Two-Zone Grilled Buffalo Wings
Ingredients
- 3 lbs chicken wing pieces (drumettes and flats)
- 2 tablespoons olive oil
- 1 teaspoon salt
- 1 teaspoon garlic powder
- 1/2 teaspoon smoked paprika
- 1/2 teaspoon black pepper
- For buffalo sauce: 1/2 cup Frank's + 6 tablespoons cold butter + 1 teaspoon honey
Method
- Pat wings dry. Toss with olive oil, salt, garlic powder, smoked paprika, and pepper.
- Set up two-zone grill: all coals on one side (charcoal) or one side of burners on high, other side off (gas). Target: 350°F on the indirect side.
- Place wings on the indirect (cool) side of the grill. Cover and cook 20 minutes, flipping once at 10 minutes.
- Move wings to direct heat (hot side) for 4–5 minutes, turning every minute, to char the skin and render remaining fat.
- While wings finish: make buffalo sauce in a large bowl (Frank's + cold butter whisked until emulsified, then honey).
- Transfer wings from grill directly into the sauce bowl. Toss until fully coated.
- Serve immediately.
Tips
- The indirect cook-through is what makes grilled wings work — direct heat alone at high temperature produces charred outsides with undercooked insides. Start indirect.
- Smoked paprika in the dry rub amplifies the grill's smoke character — it bridges oven-cooked and grill-cooked wing flavor profiles.
- For charcoal grills: add 2–3 soaked wood chips (apple or cherry wood) to the coals for mild smoke that pairs well with buffalo's vinegar tang.
Other Grilled Buffalo Proteins
Buffalo Grilled Chicken Thighs
Boneless thighs are the best grilled buffalo protein for non-wing applications.

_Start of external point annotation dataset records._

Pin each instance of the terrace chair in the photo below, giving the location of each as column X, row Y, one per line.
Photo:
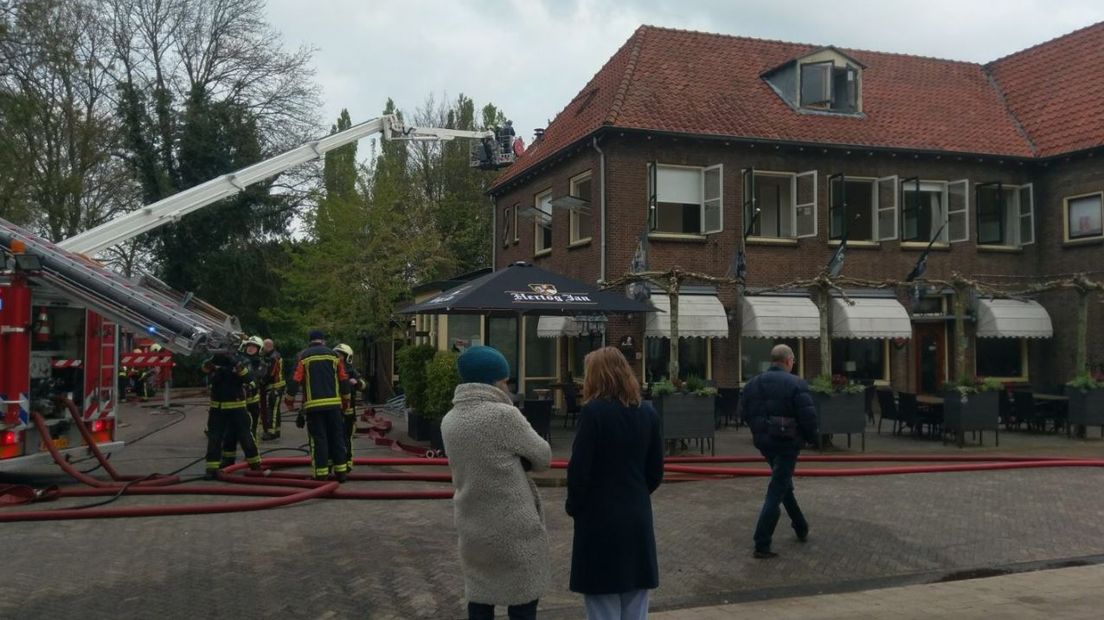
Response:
column 888, row 405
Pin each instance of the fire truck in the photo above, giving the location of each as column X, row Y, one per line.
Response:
column 64, row 318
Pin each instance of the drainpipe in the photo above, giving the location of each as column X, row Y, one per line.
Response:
column 602, row 209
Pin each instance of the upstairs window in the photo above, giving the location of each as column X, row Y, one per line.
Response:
column 1005, row 214
column 685, row 200
column 924, row 211
column 542, row 226
column 864, row 210
column 580, row 217
column 779, row 204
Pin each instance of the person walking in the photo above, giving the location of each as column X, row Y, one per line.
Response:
column 502, row 543
column 319, row 372
column 778, row 409
column 616, row 463
column 273, row 385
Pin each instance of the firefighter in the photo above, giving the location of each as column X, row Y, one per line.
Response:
column 319, row 373
column 273, row 385
column 349, row 396
column 248, row 354
column 227, row 416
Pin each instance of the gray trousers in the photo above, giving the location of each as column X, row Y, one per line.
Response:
column 624, row 606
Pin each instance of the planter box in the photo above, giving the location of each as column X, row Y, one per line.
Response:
column 979, row 412
column 686, row 416
column 844, row 414
column 1086, row 408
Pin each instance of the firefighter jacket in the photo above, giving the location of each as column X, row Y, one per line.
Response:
column 274, row 376
column 226, row 378
column 320, row 373
column 256, row 371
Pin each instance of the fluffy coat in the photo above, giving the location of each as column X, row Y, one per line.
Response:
column 502, row 541
column 616, row 462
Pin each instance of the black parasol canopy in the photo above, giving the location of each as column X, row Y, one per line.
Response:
column 523, row 289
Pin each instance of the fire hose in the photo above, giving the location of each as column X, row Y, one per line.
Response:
column 279, row 489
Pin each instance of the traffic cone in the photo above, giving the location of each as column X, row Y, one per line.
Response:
column 42, row 330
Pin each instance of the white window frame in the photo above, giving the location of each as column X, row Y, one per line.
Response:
column 890, row 211
column 874, row 182
column 540, row 214
column 798, row 206
column 573, row 236
column 1065, row 217
column 964, row 211
column 653, row 225
column 944, row 221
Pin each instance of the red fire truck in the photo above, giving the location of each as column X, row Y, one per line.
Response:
column 62, row 314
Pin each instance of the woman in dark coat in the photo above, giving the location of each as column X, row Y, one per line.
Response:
column 616, row 462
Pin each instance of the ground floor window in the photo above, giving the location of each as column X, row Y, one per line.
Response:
column 693, row 357
column 755, row 355
column 1001, row 357
column 860, row 359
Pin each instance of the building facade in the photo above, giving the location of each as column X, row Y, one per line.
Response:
column 688, row 142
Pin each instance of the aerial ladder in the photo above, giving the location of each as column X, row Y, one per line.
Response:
column 36, row 274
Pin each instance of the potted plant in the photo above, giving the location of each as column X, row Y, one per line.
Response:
column 441, row 381
column 972, row 405
column 686, row 412
column 840, row 407
column 412, row 364
column 1086, row 402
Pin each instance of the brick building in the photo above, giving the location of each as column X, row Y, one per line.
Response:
column 688, row 139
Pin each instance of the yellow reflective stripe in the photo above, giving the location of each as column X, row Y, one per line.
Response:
column 322, row 403
column 227, row 404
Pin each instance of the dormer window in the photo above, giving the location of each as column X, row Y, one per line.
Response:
column 826, row 81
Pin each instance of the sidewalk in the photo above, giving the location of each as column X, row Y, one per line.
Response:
column 1061, row 592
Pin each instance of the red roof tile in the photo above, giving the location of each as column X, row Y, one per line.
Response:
column 1055, row 89
column 697, row 83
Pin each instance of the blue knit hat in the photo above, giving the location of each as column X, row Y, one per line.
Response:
column 483, row 364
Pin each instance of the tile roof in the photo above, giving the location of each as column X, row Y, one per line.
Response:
column 1055, row 91
column 686, row 82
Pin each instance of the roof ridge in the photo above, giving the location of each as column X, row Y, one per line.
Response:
column 1044, row 43
column 816, row 45
column 634, row 54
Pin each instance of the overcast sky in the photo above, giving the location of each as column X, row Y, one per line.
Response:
column 530, row 57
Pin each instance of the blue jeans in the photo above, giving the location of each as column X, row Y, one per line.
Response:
column 779, row 491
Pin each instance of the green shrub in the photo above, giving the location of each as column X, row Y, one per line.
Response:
column 441, row 381
column 412, row 363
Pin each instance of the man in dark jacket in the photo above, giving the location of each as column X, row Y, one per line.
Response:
column 778, row 408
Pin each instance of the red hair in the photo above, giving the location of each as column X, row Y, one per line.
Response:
column 608, row 375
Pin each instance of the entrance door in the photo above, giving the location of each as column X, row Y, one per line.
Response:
column 930, row 341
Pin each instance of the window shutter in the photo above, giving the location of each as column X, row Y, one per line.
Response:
column 958, row 211
column 837, row 206
column 712, row 212
column 1027, row 214
column 653, row 210
column 887, row 209
column 805, row 203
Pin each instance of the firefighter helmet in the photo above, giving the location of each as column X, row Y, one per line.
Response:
column 345, row 349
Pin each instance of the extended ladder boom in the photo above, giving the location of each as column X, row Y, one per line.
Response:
column 171, row 209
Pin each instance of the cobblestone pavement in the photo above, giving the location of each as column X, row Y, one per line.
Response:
column 396, row 559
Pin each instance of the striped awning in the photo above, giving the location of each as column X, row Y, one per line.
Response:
column 779, row 317
column 869, row 318
column 700, row 316
column 1010, row 318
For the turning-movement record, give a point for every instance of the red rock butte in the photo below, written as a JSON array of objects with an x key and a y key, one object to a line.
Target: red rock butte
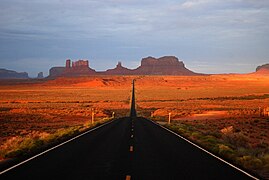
[{"x": 167, "y": 65}]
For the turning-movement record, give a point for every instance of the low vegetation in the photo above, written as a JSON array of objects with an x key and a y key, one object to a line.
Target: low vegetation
[
  {"x": 18, "y": 146},
  {"x": 229, "y": 143}
]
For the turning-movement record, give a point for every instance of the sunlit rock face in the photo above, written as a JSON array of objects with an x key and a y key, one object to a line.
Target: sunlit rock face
[
  {"x": 119, "y": 70},
  {"x": 9, "y": 74},
  {"x": 263, "y": 68},
  {"x": 167, "y": 65}
]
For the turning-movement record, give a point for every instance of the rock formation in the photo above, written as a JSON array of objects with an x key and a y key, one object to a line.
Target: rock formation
[
  {"x": 118, "y": 70},
  {"x": 167, "y": 65},
  {"x": 56, "y": 72},
  {"x": 263, "y": 68},
  {"x": 72, "y": 69},
  {"x": 9, "y": 74},
  {"x": 40, "y": 75},
  {"x": 78, "y": 68}
]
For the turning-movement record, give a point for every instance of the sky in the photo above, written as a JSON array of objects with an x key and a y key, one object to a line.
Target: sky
[{"x": 209, "y": 36}]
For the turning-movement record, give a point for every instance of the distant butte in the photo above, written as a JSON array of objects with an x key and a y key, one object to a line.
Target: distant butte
[
  {"x": 9, "y": 74},
  {"x": 263, "y": 68},
  {"x": 167, "y": 65}
]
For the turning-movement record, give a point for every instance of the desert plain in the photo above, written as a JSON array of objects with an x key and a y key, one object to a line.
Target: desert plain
[{"x": 221, "y": 106}]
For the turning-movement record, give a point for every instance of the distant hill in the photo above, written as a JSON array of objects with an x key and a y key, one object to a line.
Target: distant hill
[
  {"x": 263, "y": 69},
  {"x": 167, "y": 65},
  {"x": 9, "y": 74}
]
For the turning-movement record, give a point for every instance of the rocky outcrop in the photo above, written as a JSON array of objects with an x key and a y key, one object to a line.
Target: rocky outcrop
[
  {"x": 264, "y": 67},
  {"x": 40, "y": 75},
  {"x": 9, "y": 74},
  {"x": 78, "y": 68},
  {"x": 56, "y": 72},
  {"x": 72, "y": 69},
  {"x": 167, "y": 65},
  {"x": 119, "y": 70}
]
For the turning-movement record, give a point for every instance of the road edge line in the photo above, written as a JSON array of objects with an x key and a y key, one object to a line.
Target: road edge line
[
  {"x": 206, "y": 151},
  {"x": 50, "y": 149}
]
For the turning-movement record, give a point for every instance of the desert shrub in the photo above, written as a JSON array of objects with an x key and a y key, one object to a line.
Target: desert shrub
[
  {"x": 237, "y": 139},
  {"x": 19, "y": 145},
  {"x": 225, "y": 151},
  {"x": 250, "y": 162},
  {"x": 23, "y": 145}
]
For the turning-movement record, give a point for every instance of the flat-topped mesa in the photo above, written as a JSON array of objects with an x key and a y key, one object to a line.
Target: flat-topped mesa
[
  {"x": 263, "y": 68},
  {"x": 167, "y": 65},
  {"x": 78, "y": 68},
  {"x": 118, "y": 70},
  {"x": 9, "y": 74}
]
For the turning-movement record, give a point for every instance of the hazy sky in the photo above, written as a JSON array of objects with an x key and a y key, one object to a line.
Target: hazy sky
[{"x": 210, "y": 36}]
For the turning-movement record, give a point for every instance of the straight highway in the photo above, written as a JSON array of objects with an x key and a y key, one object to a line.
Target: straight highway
[{"x": 126, "y": 148}]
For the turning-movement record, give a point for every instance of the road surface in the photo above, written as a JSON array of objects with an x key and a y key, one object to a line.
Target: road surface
[{"x": 127, "y": 147}]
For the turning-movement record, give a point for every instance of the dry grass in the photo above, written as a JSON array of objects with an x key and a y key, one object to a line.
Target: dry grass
[{"x": 49, "y": 106}]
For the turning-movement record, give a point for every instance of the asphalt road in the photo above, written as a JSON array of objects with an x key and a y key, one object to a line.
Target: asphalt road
[{"x": 127, "y": 147}]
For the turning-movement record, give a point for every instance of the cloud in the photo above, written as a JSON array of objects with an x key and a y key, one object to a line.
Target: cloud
[{"x": 108, "y": 30}]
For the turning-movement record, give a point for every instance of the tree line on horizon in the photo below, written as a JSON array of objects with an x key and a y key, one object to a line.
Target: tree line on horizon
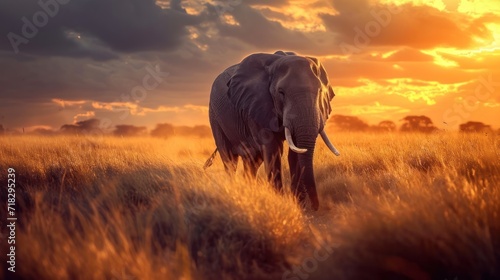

They're flatter than breasts, so they cook more evenly over direct heat. Grill over medium-high heat (375–400°F) for 6–7 minutes per side until 165°F internal. Brush with buffalo sauce in the last 2 minutes of each side — just long enough to caramelize without burning. Rest 3 minutes, then serve.
Buffalo Grilled Salmon
Salmon and buffalo sauce is an underrated combination — the fish's fat complements the butter in the sauce, and the lemon notes in some buffalo variations pair naturally with fish. Brush salmon fillets with oil; grill skin-side down on high heat for 4 minutes without moving. Flip, brush with buffalo sauce, grill 2–3 more minutes. The combination of salmon char + buffalo sauce is genuinely excellent.
Buffalo Grilled Shrimp Skewers
Skewer large shrimp (16/20 count), brush generously with buffalo sauce, and grill over high direct heat for 2 minutes per side. The shrimp cooks quickly enough that the sauce won't burn — the caramelization on the shrimp shell is excellent. Serve over coleslaw as a component of a grilling spread.
Buffalo Grilled Vegetables
Buffalo sauce works on most grilled vegetables — the acidity of the hot sauce and richness of the butter complement the natural sweetness that develops from high-heat grilling:
- Corn: Grill corn in husk for 15 minutes, peel, brush with buffalo sauce — see the buffalo corn guide for variations
- Zucchini and summer squash: Halve lengthwise, brush with oil, grill 4 minutes per side, drizzle with buffalo sauce
- Cauliflower steaks: Slice cauliflower into 1-inch steaks, oil and season, grill 5 minutes per side, brush buffalo sauce in last minute
- Bell peppers: Quarter and deseed, grill directly on high until charred, toss in buffalo sauce
- Romaine hearts: Halve, brush with oil, grill cut-side down for 3 minutes until charred, drizzle buffalo sauce — an excellent grilled salad base
💡 The BBQ-Buffalo Hybrid for Grilling
For grilled food specifically, a BBQ-buffalo hybrid sauce often outperforms straight buffalo. Add 1–2 tablespoons of your favorite BBQ sauce to the standard Frank's + butter batch. The tomato and molasses in BBQ sauce caramelize beautifully on the grill in a way that straight buffalo sauce doesn't, and the smoke character complements charcoal or wood smoke. See the full BBQ buffalo sauce guide for ratios and variations. This is especially effective on grilled wings and chicken thighs.